Algorithmic Trading Bot

Automating quantitative financial strategies in a live environment.

Trading bot dashboard or chart

The Objective: Systematic & Disciplined Trading

Financial markets are driven by data, speed, and psychology. To remove emotion and execute strategies with perfect discipline, I developed a multi-strategy algorithmic trading bot. This Python-based system connects to my live brokerage account via its API, allowing it to analyze market data, identify opportunities, and execute trades automatically based on a predefined set of quantitative rules.

Implemented Quantitative Strategies

The bot is not a single algorithm, but a framework designed to run multiple, independent strategies simultaneously. The primary strategies I've developed and deployed include:

1. Leveraged ETF Hedging (TQQQ Risk Management)

This is the most complex strategy, designed to capture the upside of a leveraged ETF like TQQQ while actively managing its significant downside risk.

  • The core of the strategy is a custom formula I developed that incorporates market volatility (like VIX) and interest rate data to determine an optimal hedge ratio.
  • Based on this ratio, the algorithm automatically purchases protective put options to hedge the long TQQQ position.
  • The goal is to systematically reduce drawdowns during market downturns, creating a more favorable risk-adjusted return profile compared to a simple buy-and-hold approach.

2. Statistical Arbitrage: Pairs Trading

This strategy operates on the principle of mean reversion.

  1. The algorithm continuously scans pairs of historically correlated assets (e.g., two stocks in the same sector).
  2. It performs statistical tests, such as the Augmented Dickey-Fuller test, to check for cointegration (a stationary, long-term relationship).
  3. When the price ratio between two cointegrated assets diverges significantly from its historical mean, the bot simultaneously goes long on the undervalued asset and short on the overvalued one, betting on their eventual reconvergence.

3. Market Making

This strategy aims to profit from the bid-ask spread. The bot places simultaneous buy (bid) and sell (ask) orders on a specific asset, providing liquidity to the market. As other market participants execute trades against these orders, the bot captures the small difference between the bid and ask prices. This requires careful management of inventory risk and rapid order placement.

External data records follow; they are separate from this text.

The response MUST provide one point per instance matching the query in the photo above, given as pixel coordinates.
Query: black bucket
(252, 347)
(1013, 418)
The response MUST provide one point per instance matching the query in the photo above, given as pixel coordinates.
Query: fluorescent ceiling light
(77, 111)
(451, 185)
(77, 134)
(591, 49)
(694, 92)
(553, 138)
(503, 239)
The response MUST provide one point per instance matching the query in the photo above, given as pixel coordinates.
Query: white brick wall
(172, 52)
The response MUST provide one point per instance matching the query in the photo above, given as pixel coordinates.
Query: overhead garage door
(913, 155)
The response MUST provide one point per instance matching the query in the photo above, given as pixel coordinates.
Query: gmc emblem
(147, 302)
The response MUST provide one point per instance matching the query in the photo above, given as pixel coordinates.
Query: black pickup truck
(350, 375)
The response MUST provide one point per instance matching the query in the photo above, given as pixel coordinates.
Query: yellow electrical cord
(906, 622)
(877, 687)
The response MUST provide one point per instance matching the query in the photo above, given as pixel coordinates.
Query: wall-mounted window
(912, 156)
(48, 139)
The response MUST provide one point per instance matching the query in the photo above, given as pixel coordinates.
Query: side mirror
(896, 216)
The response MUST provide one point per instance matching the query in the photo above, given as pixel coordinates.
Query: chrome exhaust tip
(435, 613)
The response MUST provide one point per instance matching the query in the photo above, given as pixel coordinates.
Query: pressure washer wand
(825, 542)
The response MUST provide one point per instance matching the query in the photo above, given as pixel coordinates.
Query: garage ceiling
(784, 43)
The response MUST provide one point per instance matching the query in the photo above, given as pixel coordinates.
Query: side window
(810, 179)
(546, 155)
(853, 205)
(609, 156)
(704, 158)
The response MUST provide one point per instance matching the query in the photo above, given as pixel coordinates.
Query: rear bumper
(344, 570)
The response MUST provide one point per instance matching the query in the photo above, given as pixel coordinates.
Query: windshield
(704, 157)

Technological Stack & Learnings

The bot is built in Python, utilizing libraries like `pandas` and `numpy` for data analysis, and the brokerage's official REST API for market data and order execution. Developing this project has been an incredible learning experience in quantitative finance, risk management, and the practical challenges of building robust, automated systems that interact with live, high-stakes environments.